Another fact that would corroborate this wish of Pere de Borja regarding the possession of the Rebollet barony, would be the construction in Potries of a new rural palace, which we know was owned by Pere de Borja in 1611, and which could be related to the arrival of the relic to Potries.

Furthermore, we have related the construction of this new building to economic questions, linked to the control of a set of properties that, since then, the Borjas had to administer. The place chosen by this new player was the village of Potries, far from the main centres of manorial power until then (Oliva and la Font d’en Carròs). Precisely, it was next to the houses of the most significant landowners in the village, the Boamits. This marvellous building is now the headquarters of the Potries Town Council, and still preserves most of the original constructive elements and decorations, comparable to those in other noble palaces of the time (wooden beams, iron fences and magnificent ceramic pavements).

The street still maintains the same name it had at the beginning of the 17th century, Boamit Street.

All these factors may have occurred together, that is, a Morisco population that had to be evangelised; a new spiritual reference in the town, the Sants Joans parish church, which had to be endowed with content; and new manorial lords who wanted to reaffirm their prestige amongst the new vassals. And maybe the relic of Sant Blai and its worship came to Potries by the hand of these new lords. However, the arrival of the relic could also have happened after the expulsion of the Moriscos in 1609, during the repopulation of the village by Christian people. These Christians were essentially people from other places in the region, from other towns in the Kingdom of València, and also from Castilla.

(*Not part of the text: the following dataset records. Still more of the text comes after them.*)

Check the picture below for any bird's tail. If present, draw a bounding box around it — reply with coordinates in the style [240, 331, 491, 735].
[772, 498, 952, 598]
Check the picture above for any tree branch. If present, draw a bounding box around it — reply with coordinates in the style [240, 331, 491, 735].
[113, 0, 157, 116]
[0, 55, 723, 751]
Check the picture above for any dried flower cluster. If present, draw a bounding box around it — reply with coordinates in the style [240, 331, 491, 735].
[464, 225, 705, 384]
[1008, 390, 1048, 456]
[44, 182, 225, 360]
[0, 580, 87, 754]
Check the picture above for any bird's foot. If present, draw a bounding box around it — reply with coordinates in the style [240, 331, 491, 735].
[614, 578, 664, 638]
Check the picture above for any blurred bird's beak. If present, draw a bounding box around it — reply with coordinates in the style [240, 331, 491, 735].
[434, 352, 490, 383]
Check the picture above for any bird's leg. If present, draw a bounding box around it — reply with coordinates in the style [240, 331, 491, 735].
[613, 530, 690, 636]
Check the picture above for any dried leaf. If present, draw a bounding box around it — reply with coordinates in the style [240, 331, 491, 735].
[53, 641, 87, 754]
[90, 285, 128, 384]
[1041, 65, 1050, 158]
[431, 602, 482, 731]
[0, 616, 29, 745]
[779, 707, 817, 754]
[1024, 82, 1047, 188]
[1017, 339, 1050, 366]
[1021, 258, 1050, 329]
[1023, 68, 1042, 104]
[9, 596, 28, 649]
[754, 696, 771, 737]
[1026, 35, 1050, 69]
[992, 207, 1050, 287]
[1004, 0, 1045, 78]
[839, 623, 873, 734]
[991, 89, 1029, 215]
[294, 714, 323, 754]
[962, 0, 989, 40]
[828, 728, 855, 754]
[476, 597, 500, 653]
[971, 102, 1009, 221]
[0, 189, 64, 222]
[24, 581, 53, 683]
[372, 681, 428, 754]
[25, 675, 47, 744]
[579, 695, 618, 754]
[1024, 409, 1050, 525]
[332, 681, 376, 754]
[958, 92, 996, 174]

The arrival of relics and miraculous images has always been surrounded by legends and rivalries among the towns wanting to house them, and Potries is no exception. According to oral tradition, when the relics of the saint arrived, there was a dispute among different towns to keep them. It was decided to attach the relics to a yoke, so that a pair of oxen would decide where they should remain. The animals went to Potries, where they stayed; but the other towns protested so much that the test was repeated. Up to eleven times the oxen went with the relics of the saint towards Potries, so there they were placed, in the Sants Joans Parish Church, to the present day. Precisely, these facts are described in the canticles or joys sung year after year at the end of the Mass on February 3, day of Sant Blai, during the protection ritual, which consists in passing the relic by the throat, in order to prevent throat troubles.